Fosse o Brasil um país sério e responsável, o ex-procurador Marcelo Miller já estaria preso

Diferentemente do que acredita a opinião pública, a Operação Lava-Jato corre muito mais riscos por causa de posturas bisonhas de alguns investigadores do que pela resistência dos investigados. E quando a imprensa critica essas atitudes que atentam contra a lei, o faz para preservar a investigação e garantir a punição dos culpados. Há na recente história brasileira pelo menos dois exemplos de fracasso no campo investigativo: operações Castelo de Areia e Satiagraha. Ambas foram anuladas por transgressões cometidas por investigadores, não sem antes terem contado com a complacência burra de alguns representantes do Judiciário nacional.

Ex-procurador da República, Marcelo Miller disse aos parlamentares que integram a CPMI da JBS e cometeu “uma lambança” ao ajudar o grupo J&F no acordo de leniência. Na verdade Miller, que integrava o seleto grupo que assessorava o ex-procurador-geral Rodrigo Janot, atuou como agente duplo, especialmente no escândalo envolvendo o presidente da República, Michel Temer, gravado de forma ilegal pelo empresário Joesley Batista.

Quando veio à tona a informação de que Miller estava trabalhando no escritório de advocacia que negociou o acordo de leniência do J&F, Janot afirmou que o seu então assessor não teve acesso ao acordo de delação premiada dos executivos da empresa de proteína animal. Uma mentira deslavada, pois Marcelo Miller ainda ocupava cargo no Ministério Público Federal (MPF) quando passou a atuar em favor do grupo empresarial.

Com os desdobramentos do escândalo, Rodrigo Janot requereu a Supremo tribunal Federal (STF) a prisão de Miller, mas o ministro Luís Edson Fachin negou o pedido sob a alegação de que o ex-procurador não tinha direito a foro privilegiado. Uma balela jurídica sem tamanho, pois vários envolvidos no Petrolão são investigados pelo STF por causa de foro privilegiado de “contrabando”. Ou seja, estão na mira da Suprema Corte porque no escopo do escândalo há alguém com direito a foro.

Fosse o Brasil um país sério, com autoridades responsáveis e livre de bamboleios interpretativos da lei, Marcelo Miller já estaria atrás das grades. Mas não é o caso, infelizmente. Por outro lado, a declaração de Miller sobre a referida “lambança” é mais uma aberração discursiva esculpida de última hora, mas que não serve para atenuar o crime cometido.

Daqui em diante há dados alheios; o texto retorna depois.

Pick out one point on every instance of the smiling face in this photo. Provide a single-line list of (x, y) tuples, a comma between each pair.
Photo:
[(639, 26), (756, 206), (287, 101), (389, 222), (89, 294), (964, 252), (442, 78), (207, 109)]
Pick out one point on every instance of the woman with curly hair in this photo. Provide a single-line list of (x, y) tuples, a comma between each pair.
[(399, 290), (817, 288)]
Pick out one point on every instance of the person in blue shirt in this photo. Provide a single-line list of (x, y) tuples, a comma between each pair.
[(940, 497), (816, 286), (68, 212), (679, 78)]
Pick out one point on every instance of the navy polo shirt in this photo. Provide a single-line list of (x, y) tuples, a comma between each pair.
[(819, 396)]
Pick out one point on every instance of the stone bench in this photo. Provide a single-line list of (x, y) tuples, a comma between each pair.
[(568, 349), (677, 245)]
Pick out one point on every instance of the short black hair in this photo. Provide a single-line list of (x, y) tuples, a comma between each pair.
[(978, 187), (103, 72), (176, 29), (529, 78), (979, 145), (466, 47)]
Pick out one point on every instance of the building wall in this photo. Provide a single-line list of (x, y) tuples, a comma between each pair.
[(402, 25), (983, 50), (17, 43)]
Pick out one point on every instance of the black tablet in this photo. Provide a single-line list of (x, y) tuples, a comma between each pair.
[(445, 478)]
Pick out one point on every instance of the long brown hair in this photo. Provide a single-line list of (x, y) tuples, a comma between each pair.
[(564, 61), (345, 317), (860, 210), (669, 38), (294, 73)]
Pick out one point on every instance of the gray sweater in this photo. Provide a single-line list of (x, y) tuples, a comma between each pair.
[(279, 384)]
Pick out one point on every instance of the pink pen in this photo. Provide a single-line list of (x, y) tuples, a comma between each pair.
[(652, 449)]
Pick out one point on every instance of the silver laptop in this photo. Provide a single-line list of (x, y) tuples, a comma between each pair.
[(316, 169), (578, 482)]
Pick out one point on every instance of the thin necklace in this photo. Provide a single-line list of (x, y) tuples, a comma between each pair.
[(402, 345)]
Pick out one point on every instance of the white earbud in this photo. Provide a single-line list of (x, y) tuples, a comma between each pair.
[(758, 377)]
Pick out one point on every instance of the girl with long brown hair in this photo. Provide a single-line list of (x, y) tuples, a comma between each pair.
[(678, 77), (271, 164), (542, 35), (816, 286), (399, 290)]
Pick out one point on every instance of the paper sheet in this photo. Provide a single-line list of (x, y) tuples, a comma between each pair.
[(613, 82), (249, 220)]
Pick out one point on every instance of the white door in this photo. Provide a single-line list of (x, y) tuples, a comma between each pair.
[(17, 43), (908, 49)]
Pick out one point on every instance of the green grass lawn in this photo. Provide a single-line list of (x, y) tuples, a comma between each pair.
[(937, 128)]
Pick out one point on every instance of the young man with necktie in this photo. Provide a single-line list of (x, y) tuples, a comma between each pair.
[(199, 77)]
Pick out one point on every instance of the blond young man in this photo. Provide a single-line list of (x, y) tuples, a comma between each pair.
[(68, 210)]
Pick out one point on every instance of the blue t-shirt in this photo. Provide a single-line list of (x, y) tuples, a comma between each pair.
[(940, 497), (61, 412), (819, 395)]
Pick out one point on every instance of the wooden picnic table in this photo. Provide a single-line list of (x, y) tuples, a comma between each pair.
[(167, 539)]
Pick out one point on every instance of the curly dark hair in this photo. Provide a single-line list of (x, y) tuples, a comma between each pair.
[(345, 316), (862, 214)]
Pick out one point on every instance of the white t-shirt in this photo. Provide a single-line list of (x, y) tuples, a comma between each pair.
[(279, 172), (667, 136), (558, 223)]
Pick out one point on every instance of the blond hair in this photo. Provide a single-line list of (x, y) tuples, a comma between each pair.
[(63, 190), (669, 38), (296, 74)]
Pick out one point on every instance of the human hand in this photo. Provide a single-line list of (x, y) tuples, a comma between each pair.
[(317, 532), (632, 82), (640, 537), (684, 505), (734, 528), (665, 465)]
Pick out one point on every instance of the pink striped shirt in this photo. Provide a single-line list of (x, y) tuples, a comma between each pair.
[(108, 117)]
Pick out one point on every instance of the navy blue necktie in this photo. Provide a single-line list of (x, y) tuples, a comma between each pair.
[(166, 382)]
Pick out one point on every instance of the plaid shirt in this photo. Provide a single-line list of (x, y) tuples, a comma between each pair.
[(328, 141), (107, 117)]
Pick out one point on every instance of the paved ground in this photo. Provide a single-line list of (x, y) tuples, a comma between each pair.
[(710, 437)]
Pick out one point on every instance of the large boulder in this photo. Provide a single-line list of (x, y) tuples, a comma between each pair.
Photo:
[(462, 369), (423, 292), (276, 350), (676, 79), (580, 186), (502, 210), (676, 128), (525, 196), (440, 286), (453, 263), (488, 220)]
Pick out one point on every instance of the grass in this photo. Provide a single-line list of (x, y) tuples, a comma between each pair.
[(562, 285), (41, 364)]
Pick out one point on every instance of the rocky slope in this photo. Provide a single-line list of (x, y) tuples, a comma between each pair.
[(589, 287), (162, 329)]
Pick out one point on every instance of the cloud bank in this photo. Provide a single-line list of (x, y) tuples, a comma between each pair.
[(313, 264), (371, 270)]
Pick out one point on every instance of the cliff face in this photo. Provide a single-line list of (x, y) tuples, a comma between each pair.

Aliás, nenhum criminalista experiente consegue encontrar no Código Penal a figura da “lambança”.


Que o MPF tornou-se o quarto Poder ninguém tem dúvida, mas é inaceitável que isso ocorra às barbas do STF, sem que a Corte tome qualquer providencia para impedir a afronta à lei. É importante ressaltar que após o STF negar o pedido de prisão de Miller, a Procuradoria-Geral da República não recorreu da decisão, como vem fazendo em diversos casos da Lava-Jato. A atual procuradora-geral da República, Raquel Dodge, não tomou qualquer atitude no caso de Miller.

Não se pode esquecer que a PGR, sob o comando de Rodrigo Janot, cometeu algumas ilegalidades gritantes na esteira da Operação Lava-Jato. Com a complacência de Janot, o MPF “orientou” o filho de Nestor Cerveró, ex-diretor da Petrobras, a gravar a conversa com o então senador Delcídio Amaral, mas por razão desconhecida não divulgou o inteiro teor do áudio. A PGR fez o mesmo com Sérgio Machado, ex-diretor da Transpetro, que a pedido de procuradores gravou alguns senadores do PMDB, além de José Sarney.

Não se trata de defender políticos acusados de corrupção e crimes correlatos, mas de preservar o que já foi investigado e, evitando eventual arguição de nulidade de provas ou da própria investigação, garantir a punição exemplar dos culpados.

Em recente declaração, Rodrigo Janot disse que, se necessário, tomaria as mesmas atitudes para impedir a continuidade de crimes cometidos por “altas figuras da República”. Janot não é um expoente no universo do Direito, todos sabem, mas não se pode compactuar com o cometimento de crime para interromper outros. O que o então procurador-geral fez foi, desrespeitando a lei de maneira acintosa, atropelar o instituto da delação premiada e a legislação que o define.

Sem dúvida o Brasil precisa ser passado a limpo, como forma de liquidar a chaga em que se transformou a corrupção sistêmica, mas não será com pressa e desrespeito a lei que isso acontecerá da maneira adequada. Ou tem-se paciência e determinação, ou larga-se mão e manda-se tudo pelos ares.